The markup for these elements involves initial styling of opacity: 0 and some x/y position. When we animate them into view, we’re animating them to opacity: 1 and their expected position in the box-model layout of x: 0, y: 0, making sure not to animate them to an arbitrary value and then back. Let the box model work for you rather than trying to fight it. The elements are all in a position: relative wrapping container and position: absolute on themselves to place them exactly where we want them to be in the composition when it’s time to present each one. The only exceptions are the stacking table elements that are in a display: grid container with the grid-area: 1/1 trick to stack them over the same center point. Motion does have an AnimatePresence object you can use for animating in and out of the DOM with React state, but in this case, hiding and showing the DOM elements with opacity was sufficient. In future projects, we’ll explore animatePresence more.

Exporting SVG elements from Figma would be the quickest way to get the visual bits and pieces to the composition, but that comes with trade-offs. The speed of content styling and positioning using Tailwind CSS meant it made more sense to create the visual pieces as individual HTML elements. Using HTML elements over SVGs enabled easier access to portions of the elements for animating and made it simpler to put together responsive versions, avoiding just proportionally scaling down the entire animation.

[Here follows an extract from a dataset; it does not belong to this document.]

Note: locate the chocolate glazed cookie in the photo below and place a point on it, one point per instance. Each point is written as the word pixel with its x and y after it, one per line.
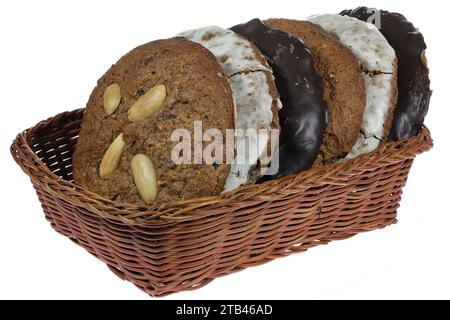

The final implementation of our animation involves a much larger sequence, but you can see how the above example would scale and evolve into a much more complex composition. Additions and iterations are a matter of adding, editing, and removing from the animation sequence function thanks to Framer Motion handling the timing calculations for us per animation step.

Once we reached our final sequence, the next steps were to review the timing and dial that in. We watched repetitions of the animation, noting where things felt too fast or too slow and adjusted timings based on our manual review.

Putting together these high-level storytelling feature animations allows viewers to get a quick visual representation of a feature and form a mental modal of what to expect when they use it on their own. We’ve received great feedback on providing these types of assets, and it’s something you’ll start seeing more from PlanetScale.